Okay okay, it works.. Fair enough... But this fails when we need to slice by a different dimension... let's say Products:
As you may have realized, with each disconnected table, you will need a specific measure for each dimension in your model. Furthermore, if you want to slice by more than one dimension on a visual (highly likely since you are using Power BI in the first place), you'll need to create a measure with a filter for all of the desired dimensions. For example, if you want to slice by Customers AND Products, you'll need a measure like the following:
CALCULATE( [Sales Amount], Sales[CustomerKey] IN VALUES ( Customers[CustomerKey] ), Sales[ProductKey] IN VALUES ( Products[ProductKey] ) )
And you will indeed get the correct results in your visuals.
The Disconnected Model paradigm isn't looking good so far. And performance wise, it gets worse. Comparing the query plans for using a relationship versus not, it's quite clear who the winner is. Take the following results for Sales by Customer:
Query plan using the relationship
Query plan WITHOUT using the relationship (using the CALCULATE() and VALUES() method above)
As we can see, the disconnected model approach ends up generating 5 storage engine queries for just a simple calculation grouped by customer.
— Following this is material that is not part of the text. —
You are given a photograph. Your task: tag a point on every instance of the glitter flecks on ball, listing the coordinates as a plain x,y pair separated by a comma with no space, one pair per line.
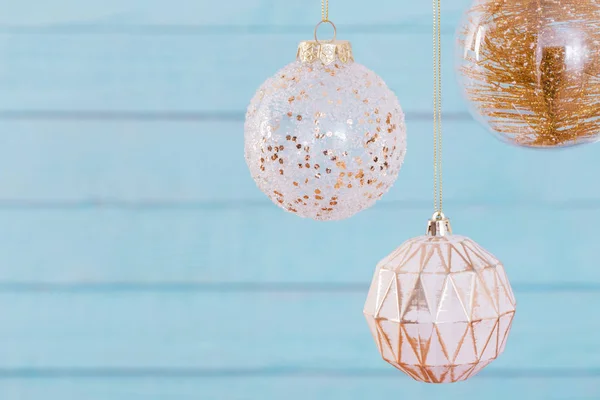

By contrast, using a relationship generates just one query.
By the way, we could also use TREATAS instead of VALUES IN to achieve the same result, like the following:
Sales by Customer = CALCULATE( [Sales Amount], TREATAS ( VALUES ( Customers[CustomerKey] ), Sales[CustomerKey] ) )
Performance wise it seems TREATAS is sub-optimal, producing more storage engine queries and about twice as slow.
Summary Results of Performance differences:
NOTE: This dataset is using a subset of the Contoso data model. Your results will likely be different on a different model.
In this article, we've discovered that you do not need relationships to build a Power BI dashboards. However, it comes at a severe cost; 1) Your DAX becomes more complex and 2) Your DAX becomes less efficient.
Though it may be obvious to use relationships (auto-detect relationship is enabled by default, after all), knowing why relationships are helpful gives us more insight into how Power BI works and, hopefully, gives us more joy with that insight.